Managing pH and total alkalinity levels are essential for achieving optimum spa water chemistry balance. Correct spa water pH levels keep your bathers safe, and prevent cloudiness and scale deposits. In this guide we'll outline how you can do this to keep your spa water pH levels between the ideal range.
On the Spa water pH scale, 7 is perfectly neutral water. pH Levels lower than 7 are more acidic, and those higher than 7 are more basic. If you water pH varies too far on either side of 7, you can experience potentially water for your bathers or damaging water for your spa equipment.
Highly acidic water (pH levels lower than 7) reduce the effectiveness of our Spa Sanitiser. Lower Ph levels also mean you are running the risk of exposing your bathers to harmful bacteria. Lower Ph levels can also be damaging to your spa hardware.
With acidic water (low pH), we add acids to lower the pH level.
High Spa water Ph levels are not ideal either and will lead to problems. You will experience water that is not adequately sanitised and this can lead to unsafe bacteria levels and calcium build up in the surfaces of your spa and cloudy water.
With basic water (high pH), we add alkaline chemicals to increase the pH level.
Total alkalinity (TA) is a measure of concentrated alkaline substances dissolved in the Spa water. We need to measure and adjust TA levels before we tackle pH levels because total alkalinity contributes to keeping pH levels stable.

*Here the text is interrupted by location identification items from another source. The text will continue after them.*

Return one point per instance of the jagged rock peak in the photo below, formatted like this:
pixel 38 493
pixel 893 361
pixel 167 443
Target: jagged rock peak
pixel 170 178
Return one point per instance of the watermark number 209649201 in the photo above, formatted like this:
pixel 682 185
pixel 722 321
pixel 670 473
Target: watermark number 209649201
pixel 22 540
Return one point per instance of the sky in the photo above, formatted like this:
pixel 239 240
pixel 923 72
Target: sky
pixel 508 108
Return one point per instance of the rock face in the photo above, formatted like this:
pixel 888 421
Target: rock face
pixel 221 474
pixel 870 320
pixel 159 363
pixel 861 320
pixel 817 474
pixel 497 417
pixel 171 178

The reason we measure and adjust TA levels before we tackle pH levels is that total alkalinity contributes to keeping pH levels stable.
The ideal total alkalinity measure is between 100 and 150 parts per million (ppm). If it's outside this range, add alkalinity increaser in small doses to move the TA into the optimal range, which can often correct the waters pH level as well.
Just remember that adjusting pH (increasing or decreasing will most likely also affect total alkalinity. So it's a balancing act.
If you find your spa water pH is all over place, the simplest solution can be to drain your spa water and start fresh. If you choose the option it's a good idea to run pipe cleaner through your spa the day before you drain the water. This will clean your spas pipes and eliminate contaminants that can negatively affect your water chemistry. It's also a good idea to clean your spa shell and filters during this process.
Remember also to use a hose filter when topping up your spa water (or refilling it). Hose filters keep metals and other contaminants out of the water in the first place.
Maintaining optimum water balance and clean pipes and filters will pay off over and over again. You can head off most chemistry problems that an wreak havoc on your bathers and your spa equipment.
Also it is best practice to change the spa water completely at least every three or four months. This will prevent having to struggle to to balance poorly balance water in the first place.